Laura Gardiner, research director at Resolution, said some areas of the country would fare particularly badly under universal credit and understanding that “should be central to policy debates that are rightly focusing on what can be done to close economic gaps between parts of the UK”.

The foundation also called for further changes to the design and generosity of universal credit to make the system easier for claimants to use and to ensure it meets its original aims of simplifying benefits, improving incentives to move into work and cutting poverty.

“With the reputation of universal credit under significant threat, now is the time for the government and the Department for Work and Pensions (DWP) to really understand how it is working on the ground in order to make necessary changes,” it says.

While overall UK benefit spending will be maintained under universal credit, this masks a “substantial redistribution” of support between different areas of the country, says Resolution, with resources skewed towards families in high-rent areas like London and the south-east over the north and Midlands.

The thinktank illustrates this by highlighting the effect on Liverpool and its surrounding boroughs, where 52% of all claimants will be worse off on universal credit by 2024, compared with a national average of 46%. This rises to 65% for Merseyside families with a disabled member (60% UK-wide). On average, Merseyside families will lose £7 a week.

With the return of a Tory government, the foundation concludes that universal credit, despite its turbulent history, is now “definitely going ahead”. Labour had promised a root-and-branch overhaul of what it had called a “cruel and inhuman” system. The foundation warns ministers against complacency, saying that universal credit remained a “negative symbol” of a decade of conservative welfare reform and that some of its central features – like the controversial minimum five-week wait for an initial payment – remained intensely disliked by claimants.

Its qualitative research with claimants in Liverpool – supported financially by Liverpool city region – found that despite official insistence, there was no evidence that claimants believed that digitally administered benefits under universal credit were an improvement on the old system.

Responding to the report, a DWP spokesperson said: “Universal credit supports more than 2.7 million people across every part of the country, introducing tailored support to replace a complicated old system.
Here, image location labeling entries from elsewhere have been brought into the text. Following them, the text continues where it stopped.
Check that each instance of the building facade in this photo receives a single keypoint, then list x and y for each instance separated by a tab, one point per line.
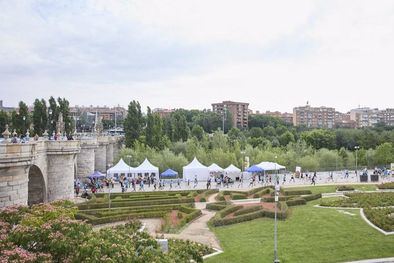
239	112
314	117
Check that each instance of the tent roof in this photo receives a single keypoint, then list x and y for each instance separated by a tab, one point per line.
215	168
270	166
146	166
169	172
254	169
194	164
120	167
232	169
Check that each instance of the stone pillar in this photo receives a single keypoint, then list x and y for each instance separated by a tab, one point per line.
86	158
15	160
101	155
60	161
110	152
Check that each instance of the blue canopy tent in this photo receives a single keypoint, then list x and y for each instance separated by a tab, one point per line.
255	169
169	173
96	175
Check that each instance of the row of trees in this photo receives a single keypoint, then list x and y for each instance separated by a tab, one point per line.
219	149
43	117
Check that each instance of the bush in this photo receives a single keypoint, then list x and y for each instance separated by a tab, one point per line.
297	192
386	186
345	188
311	197
381	217
247	210
216	206
236	196
296	201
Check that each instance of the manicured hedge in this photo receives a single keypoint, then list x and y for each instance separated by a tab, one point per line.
247	210
296	201
386	186
311	197
216	206
297	192
93	205
345	188
236	196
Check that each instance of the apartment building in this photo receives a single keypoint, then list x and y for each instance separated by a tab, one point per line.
239	112
106	113
314	117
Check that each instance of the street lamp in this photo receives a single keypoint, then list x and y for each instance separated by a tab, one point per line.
277	188
356	148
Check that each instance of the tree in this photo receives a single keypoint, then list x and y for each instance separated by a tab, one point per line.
198	132
4	120
64	108
53	115
133	123
286	138
22	121
40	117
319	138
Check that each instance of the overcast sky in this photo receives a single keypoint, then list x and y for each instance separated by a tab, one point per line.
183	53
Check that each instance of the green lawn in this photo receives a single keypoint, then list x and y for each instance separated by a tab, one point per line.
332	188
309	235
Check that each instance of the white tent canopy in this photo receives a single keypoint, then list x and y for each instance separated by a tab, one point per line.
146	167
214	168
195	169
120	168
270	166
232	171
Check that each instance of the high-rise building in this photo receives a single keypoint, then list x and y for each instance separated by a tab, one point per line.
387	116
314	117
163	112
239	112
365	117
284	116
7	109
106	113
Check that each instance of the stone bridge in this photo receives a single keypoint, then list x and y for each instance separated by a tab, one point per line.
44	170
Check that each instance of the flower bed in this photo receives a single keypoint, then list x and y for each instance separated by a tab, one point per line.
362	200
386	186
345	188
381	217
49	233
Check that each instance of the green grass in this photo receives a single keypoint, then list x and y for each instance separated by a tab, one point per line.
309	235
331	188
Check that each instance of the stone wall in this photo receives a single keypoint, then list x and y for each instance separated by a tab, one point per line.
86	158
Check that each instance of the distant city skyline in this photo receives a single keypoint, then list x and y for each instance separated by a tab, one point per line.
189	54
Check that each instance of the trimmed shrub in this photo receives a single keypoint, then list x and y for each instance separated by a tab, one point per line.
297	192
311	197
345	188
296	201
236	196
247	210
386	186
216	206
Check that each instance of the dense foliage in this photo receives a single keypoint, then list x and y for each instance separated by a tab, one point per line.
48	233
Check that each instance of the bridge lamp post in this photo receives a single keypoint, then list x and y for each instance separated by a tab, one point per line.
356	148
277	188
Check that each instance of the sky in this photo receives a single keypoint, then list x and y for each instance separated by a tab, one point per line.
274	55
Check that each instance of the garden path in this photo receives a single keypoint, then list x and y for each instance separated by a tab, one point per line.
197	231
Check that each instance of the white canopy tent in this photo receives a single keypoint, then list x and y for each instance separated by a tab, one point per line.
195	169
147	168
271	166
214	168
232	171
120	168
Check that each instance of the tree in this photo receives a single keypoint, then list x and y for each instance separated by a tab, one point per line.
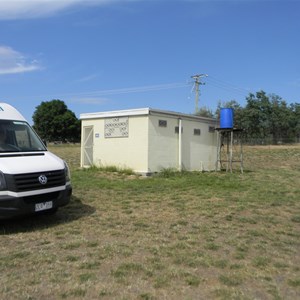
53	121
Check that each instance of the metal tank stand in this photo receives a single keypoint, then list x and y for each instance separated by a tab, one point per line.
229	148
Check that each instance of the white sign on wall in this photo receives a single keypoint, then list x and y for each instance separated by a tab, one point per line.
116	127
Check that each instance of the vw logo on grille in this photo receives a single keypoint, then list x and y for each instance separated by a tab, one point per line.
43	179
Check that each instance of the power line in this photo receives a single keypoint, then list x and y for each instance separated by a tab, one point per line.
197	84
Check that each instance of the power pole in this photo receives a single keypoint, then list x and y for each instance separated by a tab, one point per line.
197	91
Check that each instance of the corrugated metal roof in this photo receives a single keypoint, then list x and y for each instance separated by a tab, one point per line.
143	111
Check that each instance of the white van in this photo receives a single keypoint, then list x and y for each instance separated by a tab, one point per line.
32	179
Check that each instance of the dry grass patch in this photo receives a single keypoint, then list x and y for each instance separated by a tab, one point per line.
182	236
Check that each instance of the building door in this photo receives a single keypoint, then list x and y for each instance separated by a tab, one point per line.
88	143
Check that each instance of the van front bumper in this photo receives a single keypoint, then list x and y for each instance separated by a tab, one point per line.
11	206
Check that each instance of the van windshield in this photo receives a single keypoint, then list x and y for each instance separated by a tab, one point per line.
18	136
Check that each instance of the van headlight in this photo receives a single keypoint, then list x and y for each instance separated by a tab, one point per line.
3	185
67	172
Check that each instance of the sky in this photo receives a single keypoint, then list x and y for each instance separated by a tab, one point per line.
104	55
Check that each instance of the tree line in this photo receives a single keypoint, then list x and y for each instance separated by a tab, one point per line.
264	117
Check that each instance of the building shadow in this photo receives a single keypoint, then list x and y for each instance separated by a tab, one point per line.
73	211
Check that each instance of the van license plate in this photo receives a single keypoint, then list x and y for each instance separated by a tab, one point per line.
43	206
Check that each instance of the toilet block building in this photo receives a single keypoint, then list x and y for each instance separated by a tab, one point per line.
148	140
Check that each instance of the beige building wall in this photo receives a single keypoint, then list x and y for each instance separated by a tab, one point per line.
152	141
163	143
124	152
199	146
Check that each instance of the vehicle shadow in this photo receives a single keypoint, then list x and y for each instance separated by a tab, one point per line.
73	211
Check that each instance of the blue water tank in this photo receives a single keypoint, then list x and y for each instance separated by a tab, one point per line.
226	118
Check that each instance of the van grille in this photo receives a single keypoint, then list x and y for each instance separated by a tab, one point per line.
29	182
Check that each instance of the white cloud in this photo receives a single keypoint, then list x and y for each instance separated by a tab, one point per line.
91	100
12	62
28	9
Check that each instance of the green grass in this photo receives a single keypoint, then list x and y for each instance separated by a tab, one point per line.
171	236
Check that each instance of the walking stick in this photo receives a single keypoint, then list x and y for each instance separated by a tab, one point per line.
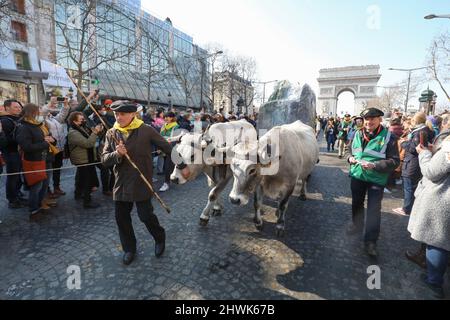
133	164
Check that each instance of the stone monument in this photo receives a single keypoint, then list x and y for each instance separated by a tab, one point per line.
287	104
This report rightly recognises improvements we’ve made, like boosting work allowances for some families to £1,000 and making it much easier to apply online.”

Universal credit, which rolls six working-age benefits into a single monthly payment, was initially due to be fully rolled out in 2017, but a series of blunders means it will not be completed until at least 2023, by which time approximately 6 million families will have been signed up.

Ministers originally argued the new system would reduce poverty by improving incentives for people to work. But Gardiner said the “jury was still out” on this as wider benefit cuts such as the benefit freeze and the two-child limit, which apply to people on universal credit, were likely to push up poverty rates.